Decision Making with Calibrated Scores¶
This guide explains when calibration matters and how to use calibrated scores for decision-making.
When Calibration Matters¶
Calibration is essential when you need to interpret scores as probabilities or make decisions based on score thresholds.
1. Decision-Making with Thresholds¶
If you're selecting items above a threshold, miscalibration leads to wrong decisions:
from rankcal import optimal_threshold
# Find threshold that maximizes utility
# benefit = value of showing a relevant item
# cost = cost of showing an irrelevant item
threshold, utility = optimal_threshold(
calibrated_scores, labels, benefit=1.0, cost=0.5
)
# Select items above threshold
selected = scores >= threshold
2. Ranking with Budget Constraints¶
When you can only show k items, calibration helps predict expected outcomes:
from rankcal import expected_precision_at_k, precision_at_k
# With calibrated scores, expected precision ≈ actual precision
expected = expected_precision_at_k(calibrated_scores, k=10)
actual = precision_at_k(calibrated_scores, labels, k=10)
# The gap between these indicates calibration quality
3. Combining Scores from Multiple Models¶
When merging rankings from different models, scores must be calibrated to be comparable:
# Without calibration, Model A's 0.7 might mean something
# different than Model B's 0.7
# Calibrate both to the same scale
scores_a_cal = calibrator_a(scores_a)
scores_b_cal = calibrator_b(scores_b)
# Now they can be meaningfully combined
combined = 0.5 * scores_a_cal + 0.5 * scores_b_cal
Decision Tools¶
Optimal Threshold¶
Find the threshold that maximizes expected utility:
from rankcal import optimal_threshold
# Define your utility function via benefit and cost
threshold, expected_utility = optimal_threshold(
scores, labels,
benefit=1.0, # Value of a true positive
cost=0.5 # Cost of a false positive
)
print(f"Optimal threshold: {threshold:.4f}")

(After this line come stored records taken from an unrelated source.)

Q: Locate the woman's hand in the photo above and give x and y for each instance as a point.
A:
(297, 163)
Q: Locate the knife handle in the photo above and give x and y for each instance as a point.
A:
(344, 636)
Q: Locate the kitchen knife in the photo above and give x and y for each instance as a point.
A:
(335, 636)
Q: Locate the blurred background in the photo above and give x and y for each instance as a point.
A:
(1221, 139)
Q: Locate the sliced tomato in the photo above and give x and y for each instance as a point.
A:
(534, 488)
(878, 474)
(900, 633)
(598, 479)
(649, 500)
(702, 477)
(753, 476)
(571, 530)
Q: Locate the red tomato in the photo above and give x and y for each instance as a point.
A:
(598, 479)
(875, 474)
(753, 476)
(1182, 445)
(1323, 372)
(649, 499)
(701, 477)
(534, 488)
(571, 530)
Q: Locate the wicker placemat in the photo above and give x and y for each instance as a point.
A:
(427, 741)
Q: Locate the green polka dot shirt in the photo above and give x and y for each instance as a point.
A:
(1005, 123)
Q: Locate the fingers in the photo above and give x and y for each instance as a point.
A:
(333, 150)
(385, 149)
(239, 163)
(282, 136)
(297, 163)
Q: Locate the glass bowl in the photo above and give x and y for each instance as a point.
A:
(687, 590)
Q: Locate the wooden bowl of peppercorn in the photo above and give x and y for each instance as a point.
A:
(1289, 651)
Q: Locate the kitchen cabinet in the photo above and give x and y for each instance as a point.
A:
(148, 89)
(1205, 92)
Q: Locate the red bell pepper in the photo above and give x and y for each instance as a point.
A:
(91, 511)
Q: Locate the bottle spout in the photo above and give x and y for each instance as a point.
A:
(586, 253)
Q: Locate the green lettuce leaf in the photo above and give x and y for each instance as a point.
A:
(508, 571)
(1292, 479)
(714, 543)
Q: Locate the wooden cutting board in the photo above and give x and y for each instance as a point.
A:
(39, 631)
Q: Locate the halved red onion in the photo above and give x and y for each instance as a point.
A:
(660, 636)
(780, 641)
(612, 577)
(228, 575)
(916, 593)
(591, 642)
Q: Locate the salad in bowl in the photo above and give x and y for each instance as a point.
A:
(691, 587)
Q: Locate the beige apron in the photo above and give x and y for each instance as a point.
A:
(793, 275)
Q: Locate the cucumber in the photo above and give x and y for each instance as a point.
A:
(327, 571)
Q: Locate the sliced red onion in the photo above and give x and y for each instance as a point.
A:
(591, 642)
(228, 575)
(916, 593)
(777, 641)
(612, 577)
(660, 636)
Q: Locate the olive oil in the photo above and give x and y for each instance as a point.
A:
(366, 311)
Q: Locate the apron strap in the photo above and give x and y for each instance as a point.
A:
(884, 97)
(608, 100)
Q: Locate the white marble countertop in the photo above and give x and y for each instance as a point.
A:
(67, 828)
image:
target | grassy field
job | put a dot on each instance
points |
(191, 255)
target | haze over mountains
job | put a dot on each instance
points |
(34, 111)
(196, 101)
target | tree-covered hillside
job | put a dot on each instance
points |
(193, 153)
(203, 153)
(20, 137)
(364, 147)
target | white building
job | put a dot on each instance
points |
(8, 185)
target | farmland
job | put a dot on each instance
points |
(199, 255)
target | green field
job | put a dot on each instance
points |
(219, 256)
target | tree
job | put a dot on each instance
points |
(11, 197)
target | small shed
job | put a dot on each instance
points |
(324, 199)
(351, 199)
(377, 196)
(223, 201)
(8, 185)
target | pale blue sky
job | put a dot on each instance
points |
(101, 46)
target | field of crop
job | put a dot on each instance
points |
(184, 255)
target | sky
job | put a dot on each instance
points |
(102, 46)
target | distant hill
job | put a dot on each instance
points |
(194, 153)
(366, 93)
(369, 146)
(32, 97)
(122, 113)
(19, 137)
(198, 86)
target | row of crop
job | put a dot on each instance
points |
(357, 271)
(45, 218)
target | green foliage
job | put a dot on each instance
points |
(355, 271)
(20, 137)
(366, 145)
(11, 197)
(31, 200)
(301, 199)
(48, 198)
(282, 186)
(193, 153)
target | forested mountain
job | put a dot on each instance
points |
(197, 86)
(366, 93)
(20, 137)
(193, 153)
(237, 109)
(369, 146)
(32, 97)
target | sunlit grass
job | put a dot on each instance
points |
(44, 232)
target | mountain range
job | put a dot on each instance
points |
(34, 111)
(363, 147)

print(f"Expected utility: {expected_utility:.4f}")
Utility Curves¶
Visualize how utility changes with threshold:
from rankcal import utility_curve, plot_utility_curve
# Get curve data
thresholds, utilities = utility_curve(scores, labels, benefit=1.0, cost=0.5)
# Or plot directly
fig = plot_utility_curve(scores, labels, benefit=1.0, cost=0.5)
fig.savefig("utility_curve.png")
Risk-Coverage Curves¶
Understand the tradeoff between coverage (how many items you select) and risk (error rate):
from rankcal import risk_coverage_curve, plot_risk_coverage
# Get curve data
coverages, risks = risk_coverage_curve(scores, labels)
# Or plot directly
fig = plot_risk_coverage(scores, labels)
fig.savefig("risk_coverage.png")
Budget-Constrained Selection¶
Select the best k items given a budget constraint:
from rankcal import budget_constrained_selection, expected_utility_at_budget
# Select top-k items
selected_indices = budget_constrained_selection(scores, k=10)
# Estimate utility at a given budget
utility = expected_utility_at_budget(
scores, labels, k=10, benefit=1.0, cost=0.5
)
Threshold for Coverage¶
Find the threshold that achieves a target coverage:
from rankcal import threshold_for_coverage
# Find threshold to select approximately 20% of items
threshold = threshold_for_coverage(scores, coverage=0.2)
Integration with Ranking Pipelines¶
Post-hoc Calibration (Recommended for Most Cases)¶
Use this when your ranking model is already trained:
from rankcal import IsotonicCalibrator, ece, ece_at_k
# 1. Get model predictions on calibration set
raw_scores = model.predict(X_cal)
# 2. Fit calibrator
calibrator = IsotonicCalibrator()
calibrator.fit(raw_scores, cal_labels)
# 3. Use in production
def predict_with_calibration(X):
raw = model.predict(X)
return calibrator(torch.tensor(raw))
# 4. Monitor calibration
print(f"Overall ECE: {ece(calibrated_scores, labels):.4f}")
print(f"ECE@10: {ece_at_k(calibrated_scores, labels, k=10):.4f}")
End-to-End Differentiable Training¶
Use MonotonicNNCalibrator when you want to train calibration jointly with your model:
import torch.nn as nn
from rankcal import MonotonicNNCalibrator
class CalibratedRanker(nn.Module):
def __init__(self, base_model):
super().__init__()
self.base_model = base_model
self.calibrator = MonotonicNNCalibrator(hidden_dims=(16, 16))
def forward(self, x):
raw_scores = self.base_model(x)
return self.calibrator(raw_scores)
# Train with combined loss
model = CalibratedRanker(base_model)
optimizer = torch.optim.Adam(model.parameters())
for batch in dataloader:
x, labels = batch
calibrated_scores = model(x)
# Your ranking loss + calibration regularization
loss = ranking_loss(calibrated_scores, labels)
optimizer.zero_grad()
loss.backward()
optimizer.step()